Greenhouse gas levels and temperatures keep rising

At the Paris Agreement, nations pledged to cut emissions and avoid dangerous temperature rises. Yet, the rise in greenhouse gas levels and temperatures appears to be accelerating.

Record growth of carbon dioxide levels at Mauna Loa

Annual mean carbon dioxide level measured at Mauna Loa, Hawaii, grew by 3.17 ppm (parts per million) in 2015, a higher growth rate than in any year since the record started in 1959.


As above image shows, a polynomial trendline added to the data points at a carbon dioxide growth rate of 4 ppm by the year 2024 and 5 ppm by the year 2028. 

At the start of the Industrial Revolution, the carbon dioxide level in the atmosphere was about 280 ppm. On January 11, 2016, as above image shows, carbon dioxide level at Mauna Loa, Hawaii, was 402.1 ppm. That's some 143% times what the upper level of carbon dioxide was in pre-industrial times over at least the past 400,000 years, as the image further below illustrates.

At higher northern latitudes, carbon dioxide levels are higher than elsewhere on Earth, as illustrated by above image. These high greenhouse gases contribute to accelerated warming of the Arctic. 

Methane levels rising even faster than CO2 levels, especially over Arctic Ocean

Historically, methane levels have been moving up and down between a window of 300 and 700 ppb. In modern times, methane levels have been rising even more rapidly than carbon dioxide levels, as illustrated by the image below, from an earlier post.

As above image illustrates, the mean level of 1839 ppb that was reached on September 7, 2014, is some 263% of the ~700 ppb that historically was methane's upper level.

The image below, from an earlier post, shows the available World Meteorological Organisation (WMO) annual means, i.e. from 1984 through to 2014, with added polynomial trendline based on these data.
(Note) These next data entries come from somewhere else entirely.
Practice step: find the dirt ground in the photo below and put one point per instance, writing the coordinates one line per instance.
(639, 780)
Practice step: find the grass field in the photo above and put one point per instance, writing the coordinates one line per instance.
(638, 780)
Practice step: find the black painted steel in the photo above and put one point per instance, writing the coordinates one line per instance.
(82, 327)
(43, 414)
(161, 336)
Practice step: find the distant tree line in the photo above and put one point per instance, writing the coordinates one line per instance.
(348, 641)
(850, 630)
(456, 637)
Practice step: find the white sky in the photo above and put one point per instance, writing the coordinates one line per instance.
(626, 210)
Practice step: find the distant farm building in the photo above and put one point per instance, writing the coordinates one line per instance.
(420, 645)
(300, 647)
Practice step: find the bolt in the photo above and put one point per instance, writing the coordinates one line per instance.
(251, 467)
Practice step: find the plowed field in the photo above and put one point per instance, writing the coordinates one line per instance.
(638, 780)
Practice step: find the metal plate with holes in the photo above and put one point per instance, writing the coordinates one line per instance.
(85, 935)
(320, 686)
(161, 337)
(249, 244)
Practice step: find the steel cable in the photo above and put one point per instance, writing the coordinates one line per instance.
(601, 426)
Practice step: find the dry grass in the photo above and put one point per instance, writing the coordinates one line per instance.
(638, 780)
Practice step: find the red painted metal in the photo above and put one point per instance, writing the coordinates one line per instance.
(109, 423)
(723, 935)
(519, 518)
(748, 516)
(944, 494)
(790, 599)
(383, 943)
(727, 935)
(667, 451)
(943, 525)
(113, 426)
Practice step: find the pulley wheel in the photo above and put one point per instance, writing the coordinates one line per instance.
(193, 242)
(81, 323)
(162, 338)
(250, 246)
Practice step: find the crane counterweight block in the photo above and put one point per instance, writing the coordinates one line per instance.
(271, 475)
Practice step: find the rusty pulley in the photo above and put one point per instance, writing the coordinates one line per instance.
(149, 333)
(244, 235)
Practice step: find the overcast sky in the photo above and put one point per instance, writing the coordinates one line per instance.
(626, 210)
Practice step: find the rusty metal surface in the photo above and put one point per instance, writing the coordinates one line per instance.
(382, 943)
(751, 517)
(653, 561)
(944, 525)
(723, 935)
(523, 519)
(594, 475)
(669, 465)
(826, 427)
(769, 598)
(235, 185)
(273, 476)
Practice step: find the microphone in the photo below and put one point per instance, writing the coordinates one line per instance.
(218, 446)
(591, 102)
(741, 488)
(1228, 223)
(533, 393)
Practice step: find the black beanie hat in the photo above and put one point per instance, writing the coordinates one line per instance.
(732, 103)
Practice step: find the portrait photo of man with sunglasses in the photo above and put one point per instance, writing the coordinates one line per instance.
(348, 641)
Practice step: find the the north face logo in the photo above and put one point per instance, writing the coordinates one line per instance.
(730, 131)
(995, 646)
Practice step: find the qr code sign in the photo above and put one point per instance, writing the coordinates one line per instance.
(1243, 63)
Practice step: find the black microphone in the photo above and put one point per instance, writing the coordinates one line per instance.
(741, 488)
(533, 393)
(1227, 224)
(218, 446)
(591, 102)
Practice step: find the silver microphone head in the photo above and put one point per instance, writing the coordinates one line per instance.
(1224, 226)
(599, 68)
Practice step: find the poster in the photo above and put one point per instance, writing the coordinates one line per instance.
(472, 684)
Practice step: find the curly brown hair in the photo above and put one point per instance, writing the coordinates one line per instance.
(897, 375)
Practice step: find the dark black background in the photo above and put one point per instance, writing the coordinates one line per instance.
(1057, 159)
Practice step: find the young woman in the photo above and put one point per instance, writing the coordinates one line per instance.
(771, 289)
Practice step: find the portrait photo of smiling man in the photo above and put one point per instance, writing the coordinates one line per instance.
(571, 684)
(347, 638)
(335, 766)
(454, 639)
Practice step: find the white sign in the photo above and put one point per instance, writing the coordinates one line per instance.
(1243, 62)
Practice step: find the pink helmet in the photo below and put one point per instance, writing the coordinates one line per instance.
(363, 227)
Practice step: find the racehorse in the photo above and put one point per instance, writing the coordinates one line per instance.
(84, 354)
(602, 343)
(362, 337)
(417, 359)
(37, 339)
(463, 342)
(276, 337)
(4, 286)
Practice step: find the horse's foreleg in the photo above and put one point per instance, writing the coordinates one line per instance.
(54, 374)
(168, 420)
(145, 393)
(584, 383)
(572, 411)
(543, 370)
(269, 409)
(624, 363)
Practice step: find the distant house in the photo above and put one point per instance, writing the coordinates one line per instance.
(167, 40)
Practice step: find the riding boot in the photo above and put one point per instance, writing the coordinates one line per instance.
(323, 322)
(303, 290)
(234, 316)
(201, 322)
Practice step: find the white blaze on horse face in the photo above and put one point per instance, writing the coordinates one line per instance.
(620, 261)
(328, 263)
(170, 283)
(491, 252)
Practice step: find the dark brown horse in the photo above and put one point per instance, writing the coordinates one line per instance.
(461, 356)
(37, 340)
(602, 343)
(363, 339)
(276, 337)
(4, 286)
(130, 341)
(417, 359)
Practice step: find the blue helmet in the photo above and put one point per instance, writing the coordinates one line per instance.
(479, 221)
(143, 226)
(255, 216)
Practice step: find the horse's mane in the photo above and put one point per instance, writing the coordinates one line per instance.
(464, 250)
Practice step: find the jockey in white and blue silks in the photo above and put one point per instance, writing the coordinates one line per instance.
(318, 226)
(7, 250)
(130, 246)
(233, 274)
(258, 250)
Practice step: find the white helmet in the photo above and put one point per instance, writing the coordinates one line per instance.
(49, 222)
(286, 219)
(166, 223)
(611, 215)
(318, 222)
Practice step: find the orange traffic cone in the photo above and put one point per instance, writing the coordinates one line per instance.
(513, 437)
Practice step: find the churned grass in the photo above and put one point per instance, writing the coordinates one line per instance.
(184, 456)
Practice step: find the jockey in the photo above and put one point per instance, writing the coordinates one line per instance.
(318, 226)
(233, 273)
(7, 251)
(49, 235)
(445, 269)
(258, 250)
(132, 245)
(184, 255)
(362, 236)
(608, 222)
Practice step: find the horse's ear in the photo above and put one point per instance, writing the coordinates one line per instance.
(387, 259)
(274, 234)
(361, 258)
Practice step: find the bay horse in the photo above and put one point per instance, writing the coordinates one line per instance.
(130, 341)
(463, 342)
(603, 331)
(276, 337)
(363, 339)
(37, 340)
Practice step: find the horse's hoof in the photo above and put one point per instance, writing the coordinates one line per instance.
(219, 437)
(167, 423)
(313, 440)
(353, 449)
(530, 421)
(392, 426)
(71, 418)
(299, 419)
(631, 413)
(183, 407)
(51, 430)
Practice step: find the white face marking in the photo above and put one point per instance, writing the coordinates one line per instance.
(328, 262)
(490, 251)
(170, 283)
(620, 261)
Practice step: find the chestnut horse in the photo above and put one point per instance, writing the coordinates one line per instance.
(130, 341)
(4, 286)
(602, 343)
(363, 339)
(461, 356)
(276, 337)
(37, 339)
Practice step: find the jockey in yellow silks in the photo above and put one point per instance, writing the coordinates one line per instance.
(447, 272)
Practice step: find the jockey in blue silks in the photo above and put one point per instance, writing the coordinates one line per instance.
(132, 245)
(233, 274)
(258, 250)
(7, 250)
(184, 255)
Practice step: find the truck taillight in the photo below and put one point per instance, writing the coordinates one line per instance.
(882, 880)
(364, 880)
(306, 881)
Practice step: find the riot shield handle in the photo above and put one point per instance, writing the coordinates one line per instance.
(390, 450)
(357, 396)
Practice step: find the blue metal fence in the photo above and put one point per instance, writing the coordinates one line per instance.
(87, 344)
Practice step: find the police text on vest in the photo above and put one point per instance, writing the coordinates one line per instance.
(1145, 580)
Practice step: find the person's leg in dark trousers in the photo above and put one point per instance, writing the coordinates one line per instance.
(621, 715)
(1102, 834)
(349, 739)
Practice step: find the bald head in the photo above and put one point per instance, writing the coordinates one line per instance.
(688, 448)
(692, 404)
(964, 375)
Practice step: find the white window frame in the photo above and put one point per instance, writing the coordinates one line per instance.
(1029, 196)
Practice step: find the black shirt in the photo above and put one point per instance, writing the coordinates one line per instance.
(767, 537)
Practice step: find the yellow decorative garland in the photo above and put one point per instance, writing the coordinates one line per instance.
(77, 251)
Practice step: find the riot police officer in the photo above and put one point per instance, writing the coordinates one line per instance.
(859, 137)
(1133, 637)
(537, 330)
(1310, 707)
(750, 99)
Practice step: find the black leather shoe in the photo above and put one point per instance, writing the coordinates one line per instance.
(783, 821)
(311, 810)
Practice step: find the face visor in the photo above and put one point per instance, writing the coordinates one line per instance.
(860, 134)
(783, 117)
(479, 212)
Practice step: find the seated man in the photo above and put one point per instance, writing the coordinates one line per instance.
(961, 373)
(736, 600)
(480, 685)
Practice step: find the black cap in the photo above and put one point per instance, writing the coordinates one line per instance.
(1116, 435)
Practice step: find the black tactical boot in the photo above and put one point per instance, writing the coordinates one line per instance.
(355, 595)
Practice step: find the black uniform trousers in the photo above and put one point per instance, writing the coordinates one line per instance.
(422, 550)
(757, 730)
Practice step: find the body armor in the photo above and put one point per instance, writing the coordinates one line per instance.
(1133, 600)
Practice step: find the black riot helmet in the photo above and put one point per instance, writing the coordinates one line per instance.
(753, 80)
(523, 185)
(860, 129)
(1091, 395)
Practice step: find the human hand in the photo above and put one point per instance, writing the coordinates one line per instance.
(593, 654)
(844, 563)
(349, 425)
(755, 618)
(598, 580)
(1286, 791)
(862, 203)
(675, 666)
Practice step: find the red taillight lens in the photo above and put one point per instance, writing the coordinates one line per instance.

The square marks a high mean 2015 level, from NOAA's MetOp-2 satellite images, and it is added for comparison, so it does not influence the trendline, yet it does illustrate the direction of rise of methane levels and the threat that global mean methane levels will double well before the year 2040.


Recently, some very high peak levels have been recorded, including a reading of 2745 ppb on January 2, 2016, and a reading of 2963 ppb on January 8, 2016, shown below.



These high readings illustrate the danger that, as warmer water reaches the seafloor of the Arctic Ocean, it will increasingly destabilize sediments that can contain huge amounts of methane in the form of free gas and hydrates. Images associated with these high readings show the presence of high methane levels over the Arctic Ocean, indicating that these high peaks originate from the Arctic ocean and that sediments at the seafloor of the Arctic Ocean are destabilizing. The danger is that these peaks will be followed up by even stronger abrupt releases from the seafloor of the Arctic Ocean, as water temperatures keep rising.

Rising temperatures

Global mean temperature in 2015 was 0.87°C (~1.6°F) higher than in 1951-1980. 

Above image shows NASA data with a polynomial trendline added that points at a 2015 temperature that is more than 1.1°C (~2.03°F) higher than it was in 1900.

The image on the right shows that it was 1.17°C warmer in 2015 than it was in the period 1890-1910.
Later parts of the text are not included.